Nadine Dorries MP: I'm in the jungle for one reason --- a golden opportunity to communicate with sixteen million people
Nadine Dorries submitted this piece to ConservativeHome a week ago, under embargo.
G'day. Is it outrage back home? Do people understand why I am in a jungle, eating only three handfuls of rice a day with a few beans thrown in? That is of course, unless I get a live cockroach or a fish eye (the optic nerves are tough apparently) or worse even... and we all know what I mean!
The fact is that as soon as I finish typing this email, my phone and lap top are confiscated and I don't get either back until I am evicted.
I think many may have guessed that I am a bit of an anti-politics politician.
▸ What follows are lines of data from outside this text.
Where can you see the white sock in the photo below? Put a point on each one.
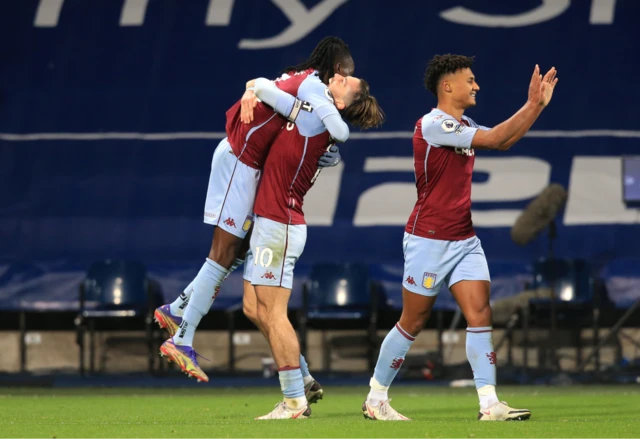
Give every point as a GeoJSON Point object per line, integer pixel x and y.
{"type": "Point", "coordinates": [378, 392]}
{"type": "Point", "coordinates": [178, 305]}
{"type": "Point", "coordinates": [487, 396]}
{"type": "Point", "coordinates": [205, 288]}
{"type": "Point", "coordinates": [296, 403]}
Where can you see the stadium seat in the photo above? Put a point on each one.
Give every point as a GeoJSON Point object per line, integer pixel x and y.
{"type": "Point", "coordinates": [580, 302]}
{"type": "Point", "coordinates": [115, 290]}
{"type": "Point", "coordinates": [571, 278]}
{"type": "Point", "coordinates": [341, 296]}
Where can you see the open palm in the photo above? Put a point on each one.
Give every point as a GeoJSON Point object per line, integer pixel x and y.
{"type": "Point", "coordinates": [547, 86]}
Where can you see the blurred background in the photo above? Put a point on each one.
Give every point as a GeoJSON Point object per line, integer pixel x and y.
{"type": "Point", "coordinates": [109, 115]}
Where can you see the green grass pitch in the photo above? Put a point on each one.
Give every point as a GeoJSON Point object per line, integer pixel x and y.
{"type": "Point", "coordinates": [437, 412]}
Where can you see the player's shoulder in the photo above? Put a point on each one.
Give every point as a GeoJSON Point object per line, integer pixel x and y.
{"type": "Point", "coordinates": [433, 119]}
{"type": "Point", "coordinates": [295, 75]}
{"type": "Point", "coordinates": [312, 88]}
{"type": "Point", "coordinates": [472, 123]}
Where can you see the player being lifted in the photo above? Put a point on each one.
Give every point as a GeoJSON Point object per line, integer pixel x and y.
{"type": "Point", "coordinates": [280, 233]}
{"type": "Point", "coordinates": [440, 245]}
{"type": "Point", "coordinates": [236, 169]}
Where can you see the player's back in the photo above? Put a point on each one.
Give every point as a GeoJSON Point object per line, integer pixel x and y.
{"type": "Point", "coordinates": [292, 164]}
{"type": "Point", "coordinates": [443, 178]}
{"type": "Point", "coordinates": [251, 142]}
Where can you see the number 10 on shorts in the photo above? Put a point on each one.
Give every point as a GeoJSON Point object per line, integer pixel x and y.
{"type": "Point", "coordinates": [264, 256]}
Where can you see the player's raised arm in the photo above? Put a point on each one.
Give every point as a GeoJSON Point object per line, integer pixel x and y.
{"type": "Point", "coordinates": [504, 135]}
{"type": "Point", "coordinates": [282, 102]}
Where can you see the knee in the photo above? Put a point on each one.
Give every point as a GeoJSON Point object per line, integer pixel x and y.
{"type": "Point", "coordinates": [414, 323]}
{"type": "Point", "coordinates": [225, 249]}
{"type": "Point", "coordinates": [480, 316]}
{"type": "Point", "coordinates": [249, 310]}
{"type": "Point", "coordinates": [263, 316]}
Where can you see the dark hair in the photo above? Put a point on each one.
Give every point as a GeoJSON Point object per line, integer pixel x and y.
{"type": "Point", "coordinates": [441, 65]}
{"type": "Point", "coordinates": [328, 52]}
{"type": "Point", "coordinates": [364, 111]}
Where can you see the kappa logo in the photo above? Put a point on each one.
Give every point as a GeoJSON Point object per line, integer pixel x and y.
{"type": "Point", "coordinates": [429, 280]}
{"type": "Point", "coordinates": [183, 328]}
{"type": "Point", "coordinates": [247, 223]}
{"type": "Point", "coordinates": [185, 300]}
{"type": "Point", "coordinates": [410, 280]}
{"type": "Point", "coordinates": [268, 275]}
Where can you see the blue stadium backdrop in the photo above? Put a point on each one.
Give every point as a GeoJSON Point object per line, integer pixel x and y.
{"type": "Point", "coordinates": [110, 111]}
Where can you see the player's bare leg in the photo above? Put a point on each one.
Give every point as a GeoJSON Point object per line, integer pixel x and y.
{"type": "Point", "coordinates": [473, 299]}
{"type": "Point", "coordinates": [312, 389]}
{"type": "Point", "coordinates": [272, 305]}
{"type": "Point", "coordinates": [416, 309]}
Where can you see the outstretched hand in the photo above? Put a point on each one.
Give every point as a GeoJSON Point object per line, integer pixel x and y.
{"type": "Point", "coordinates": [548, 85]}
{"type": "Point", "coordinates": [541, 88]}
{"type": "Point", "coordinates": [247, 104]}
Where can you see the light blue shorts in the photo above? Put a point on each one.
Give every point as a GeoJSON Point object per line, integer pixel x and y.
{"type": "Point", "coordinates": [231, 193]}
{"type": "Point", "coordinates": [428, 263]}
{"type": "Point", "coordinates": [274, 250]}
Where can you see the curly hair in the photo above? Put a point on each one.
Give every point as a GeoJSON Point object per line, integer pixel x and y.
{"type": "Point", "coordinates": [328, 52]}
{"type": "Point", "coordinates": [364, 112]}
{"type": "Point", "coordinates": [441, 65]}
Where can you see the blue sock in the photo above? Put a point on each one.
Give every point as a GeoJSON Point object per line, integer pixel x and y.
{"type": "Point", "coordinates": [481, 356]}
{"type": "Point", "coordinates": [291, 382]}
{"type": "Point", "coordinates": [178, 306]}
{"type": "Point", "coordinates": [205, 289]}
{"type": "Point", "coordinates": [392, 352]}
{"type": "Point", "coordinates": [304, 367]}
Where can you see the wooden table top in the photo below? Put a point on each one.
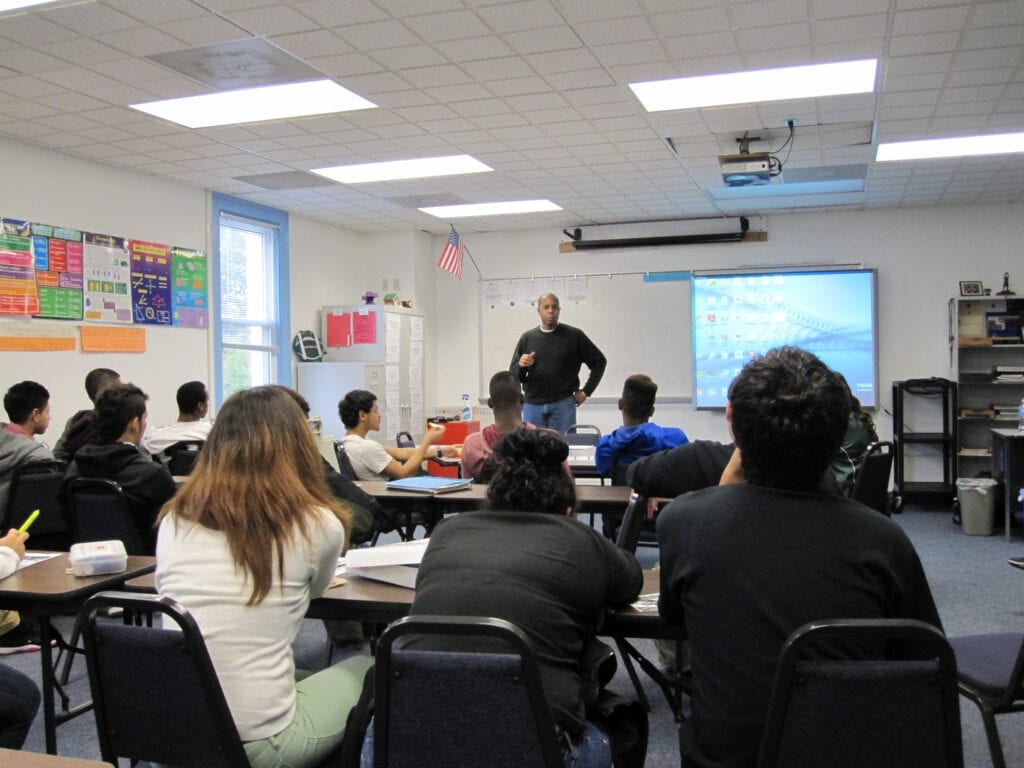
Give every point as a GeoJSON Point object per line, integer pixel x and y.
{"type": "Point", "coordinates": [20, 759]}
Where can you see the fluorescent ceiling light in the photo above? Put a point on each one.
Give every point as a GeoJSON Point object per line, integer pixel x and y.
{"type": "Point", "coordinates": [452, 165]}
{"type": "Point", "coordinates": [255, 104]}
{"type": "Point", "coordinates": [963, 146]}
{"type": "Point", "coordinates": [492, 209]}
{"type": "Point", "coordinates": [761, 85]}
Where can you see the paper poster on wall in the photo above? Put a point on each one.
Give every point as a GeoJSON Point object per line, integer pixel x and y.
{"type": "Point", "coordinates": [108, 276]}
{"type": "Point", "coordinates": [151, 282]}
{"type": "Point", "coordinates": [189, 288]}
{"type": "Point", "coordinates": [365, 327]}
{"type": "Point", "coordinates": [339, 330]}
{"type": "Point", "coordinates": [57, 256]}
{"type": "Point", "coordinates": [17, 282]}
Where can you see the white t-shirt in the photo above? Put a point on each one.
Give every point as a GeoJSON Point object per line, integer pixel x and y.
{"type": "Point", "coordinates": [250, 645]}
{"type": "Point", "coordinates": [368, 458]}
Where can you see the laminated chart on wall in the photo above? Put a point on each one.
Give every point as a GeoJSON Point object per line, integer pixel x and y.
{"type": "Point", "coordinates": [17, 281]}
{"type": "Point", "coordinates": [151, 282]}
{"type": "Point", "coordinates": [57, 256]}
{"type": "Point", "coordinates": [189, 272]}
{"type": "Point", "coordinates": [108, 278]}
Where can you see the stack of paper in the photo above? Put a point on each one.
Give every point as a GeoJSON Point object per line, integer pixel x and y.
{"type": "Point", "coordinates": [394, 563]}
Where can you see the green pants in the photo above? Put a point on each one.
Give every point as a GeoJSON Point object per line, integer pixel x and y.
{"type": "Point", "coordinates": [322, 705]}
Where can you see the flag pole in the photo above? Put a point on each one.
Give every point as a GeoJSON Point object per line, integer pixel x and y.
{"type": "Point", "coordinates": [466, 250]}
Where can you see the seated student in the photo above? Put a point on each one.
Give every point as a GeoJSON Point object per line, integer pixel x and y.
{"type": "Point", "coordinates": [505, 399]}
{"type": "Point", "coordinates": [194, 404]}
{"type": "Point", "coordinates": [744, 564]}
{"type": "Point", "coordinates": [80, 429]}
{"type": "Point", "coordinates": [371, 460]}
{"type": "Point", "coordinates": [638, 436]}
{"type": "Point", "coordinates": [250, 539]}
{"type": "Point", "coordinates": [120, 424]}
{"type": "Point", "coordinates": [28, 407]}
{"type": "Point", "coordinates": [859, 435]}
{"type": "Point", "coordinates": [525, 559]}
{"type": "Point", "coordinates": [18, 695]}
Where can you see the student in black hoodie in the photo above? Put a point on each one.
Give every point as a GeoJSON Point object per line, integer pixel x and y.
{"type": "Point", "coordinates": [81, 428]}
{"type": "Point", "coordinates": [120, 424]}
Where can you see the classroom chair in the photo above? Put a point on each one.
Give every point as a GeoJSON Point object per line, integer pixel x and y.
{"type": "Point", "coordinates": [182, 455]}
{"type": "Point", "coordinates": [156, 693]}
{"type": "Point", "coordinates": [98, 511]}
{"type": "Point", "coordinates": [488, 708]}
{"type": "Point", "coordinates": [990, 669]}
{"type": "Point", "coordinates": [897, 712]}
{"type": "Point", "coordinates": [35, 485]}
{"type": "Point", "coordinates": [871, 485]}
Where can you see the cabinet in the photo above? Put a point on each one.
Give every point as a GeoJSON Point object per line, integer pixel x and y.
{"type": "Point", "coordinates": [989, 364]}
{"type": "Point", "coordinates": [933, 401]}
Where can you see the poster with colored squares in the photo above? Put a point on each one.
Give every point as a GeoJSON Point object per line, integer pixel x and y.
{"type": "Point", "coordinates": [57, 255]}
{"type": "Point", "coordinates": [189, 288]}
{"type": "Point", "coordinates": [17, 280]}
{"type": "Point", "coordinates": [151, 282]}
{"type": "Point", "coordinates": [108, 279]}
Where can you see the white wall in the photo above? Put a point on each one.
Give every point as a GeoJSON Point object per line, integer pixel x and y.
{"type": "Point", "coordinates": [921, 255]}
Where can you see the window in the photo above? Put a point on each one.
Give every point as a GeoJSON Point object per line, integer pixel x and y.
{"type": "Point", "coordinates": [251, 333]}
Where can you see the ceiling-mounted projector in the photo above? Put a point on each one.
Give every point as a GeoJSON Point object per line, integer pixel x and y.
{"type": "Point", "coordinates": [747, 169]}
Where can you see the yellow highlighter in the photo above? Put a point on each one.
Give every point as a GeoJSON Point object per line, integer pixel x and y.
{"type": "Point", "coordinates": [31, 519]}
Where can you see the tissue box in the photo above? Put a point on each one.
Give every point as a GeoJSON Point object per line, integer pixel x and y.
{"type": "Point", "coordinates": [94, 558]}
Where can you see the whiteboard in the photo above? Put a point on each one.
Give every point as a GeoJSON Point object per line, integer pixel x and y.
{"type": "Point", "coordinates": [643, 327]}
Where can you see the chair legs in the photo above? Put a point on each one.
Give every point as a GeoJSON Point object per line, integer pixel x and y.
{"type": "Point", "coordinates": [991, 730]}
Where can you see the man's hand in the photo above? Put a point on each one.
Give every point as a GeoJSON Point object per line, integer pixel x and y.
{"type": "Point", "coordinates": [15, 541]}
{"type": "Point", "coordinates": [434, 433]}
I love it when we MPs can make a difference, such as when we won forced the Prime Minister's hand with regard to the EU budget negotiations, or when we defeated the proposal to introduce Lords reform. Overall, however, I believe that we politicians need to spend less time talking to each other and more time talking to people.
When I was offered this opportunity, and contrary to rumour, I am the only sitting MP to have been offered and was one of the first people to have been signed up, months ago, I seized upon it. Who wouldn't?
An audience of 16 million people for the first and last show and 12 million per show is a very large audience. In the world of messaging, it's huge. It would have been mad to have refused.
The majority of people don't look to Westminster and they don't buy newspapers, as the distribution figures show us. They do however surf the net, watch popular TV and engage with reality shows. if that is where sixteen million people are, it's where politicians need to be too.
I may have to eat a kangaroo's testicle, but I may also get to talk about a twenty week limit for abortion. I may have to sleep with rats, but I may also get the chance to big up Boris whilst I am at it. It is a publicity gift.
MPs are not popular and so I don't expect to be in the jungle for very long butI hope I can do something to make some people think again. That some of us politicians come from very normal backgrounds and went into politics for reasons of deep belief and principle.
Whilst the half term recess is underway, I will be working with rats and snakes in a jungle. it's not really very different from Westminster after all.
Needless to say, I won't be writing my Sunday column again until I have uttered the words, I'm a politician, get me out of here! Now, there's an idea for a show.
Nadine Dorries will be donating her parliamentary salary for the period she is away to children's charities in her constituency. Despite some reports she insists she did inform the Whips Office that she would be away for up to a month.